Confusion matrices obtained after predicting the data points in the test set with each of the three classifiers being assessed: support-vector machines, random forest and k-nearest neighbours. Residues present in a register error are labelled as class 1 and residues modelled correctly are labelled as class 0. The numbers inside each cell correspond to the number of data points in each category, which is proportional to the colour intensity in each cell.

Figure 3.

Figure 3

Receiver operating characteristic (ROC) curve depiction of the results obtained on the test set using each of the three classifiers being assessed: support-vector machines (SVM, red), random forest (yellow) and k-nearest neighbours (KNN, turquoise). The horizontal and vertical axes correspond to the two operating characteristics, the false-positive rate and true-positive rate, respectively, measured at different confidence threshold values. A dashed diagonal line represents the performance of a no-skill classifier where predictions are made at random.
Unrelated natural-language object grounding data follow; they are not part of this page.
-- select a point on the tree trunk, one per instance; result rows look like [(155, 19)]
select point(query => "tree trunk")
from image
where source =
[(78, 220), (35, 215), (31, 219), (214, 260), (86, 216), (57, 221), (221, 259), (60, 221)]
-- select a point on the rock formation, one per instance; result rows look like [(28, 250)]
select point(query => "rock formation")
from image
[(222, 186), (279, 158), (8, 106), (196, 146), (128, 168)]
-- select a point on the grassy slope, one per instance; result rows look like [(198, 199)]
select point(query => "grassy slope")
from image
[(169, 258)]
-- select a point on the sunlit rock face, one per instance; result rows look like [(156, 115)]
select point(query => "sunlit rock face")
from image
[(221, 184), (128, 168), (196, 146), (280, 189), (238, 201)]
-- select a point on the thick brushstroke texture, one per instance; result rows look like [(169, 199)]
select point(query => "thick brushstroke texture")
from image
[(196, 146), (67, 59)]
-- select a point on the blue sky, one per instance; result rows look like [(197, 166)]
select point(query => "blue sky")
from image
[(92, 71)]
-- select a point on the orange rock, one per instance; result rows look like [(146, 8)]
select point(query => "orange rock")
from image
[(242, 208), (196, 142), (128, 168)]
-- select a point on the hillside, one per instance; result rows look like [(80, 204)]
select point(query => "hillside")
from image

The performance of the trained classifiers on the hold-out test-set samples was further analysed based on several metrics (Table 1). Interestingly, only some minor differences were observed across the different classifiers, which had a similar overall good performance at predicting whether or not the residues in the test set were part of model errors. Despite achieving the highest Precision (0.885), the RF classifier was not the classifier of choice to be integrated into ConKit; the SVM was instead selected after having scored the highest Accuracy, Area Under the ROC Curve (AUC), Recall and F1-Score.
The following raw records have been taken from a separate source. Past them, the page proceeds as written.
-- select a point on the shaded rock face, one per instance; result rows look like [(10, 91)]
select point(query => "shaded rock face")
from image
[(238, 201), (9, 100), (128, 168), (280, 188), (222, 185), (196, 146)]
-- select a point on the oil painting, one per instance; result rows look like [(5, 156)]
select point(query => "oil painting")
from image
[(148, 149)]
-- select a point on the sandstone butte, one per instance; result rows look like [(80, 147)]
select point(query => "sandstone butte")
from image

Table 1. Accuracy, Area Under the ROC Curve (AUC), F1-Score, Precision and Recall achieved with the hold-out test set by support-vector machine (SVM), random forest (RF) and k-nearest neighbours (KNN) classifiers.

Metric SVM RF KNN
Accuracy 0.873 0.860 0.867
AUC 0.944 0.928 0.941
F1-Score 0.873 0.860 0.867
Precision 0.872 0.885 0.863
Recall 0.874 0.827 0.872

In order to assess the importance of each of the features in the models being compared, a feature-permutation analysis was carried out. In this analysis, the values of each feature were randomly shuffled across the samples in the hold-out test set. Prediction was then attempted with the trained classifiers and the decrease in accuracy with respect to the baseline (the accuracy of the trained classifier in the test set without shuffling) was recorded. Each feature permutation was repeated 50 times at random for consistency of results. Analysis of the results obtained after these permutations (Fig. 4) revealed a strong decrease in accuracy after the shuffling of the wRMSD values, an indication that all three models depend on wRMSD the most for accurate prediction of whether or not a given residue is part of a model error. This was followed by the Sensitivity, which was the second most important feature across the three classifiers. No major differences were observed for the rest of the features across the different classifiers, with the exception of the permutation of the Accuracy and Z-score Accuracy features, which showed a decrease in performance only for the SVM.

Figure 4.

Figure 4

Depiction of the results of the feature-permutation analysis for the three classifiers being assessed: support-vector machines (SVM, red), random forest (yellow) and k-nearest neighbours (KNN, turquoise). Each violin depicts the distribution of values observed for the Accuracy decrease recorded after each independent feature permutation. Black bars inside the violins depict the interquartile range, with a white dot showing the median and black whiskers the maximum and minimum quartiles. Note that ‘Accuracy decrease’ here refers to the Accuracy achieved by the trained classifiers with the hold-out test set after feature permutation, while the ‘Accuracy’ shown on the vertical axis refers to the metric used as a predictive feature.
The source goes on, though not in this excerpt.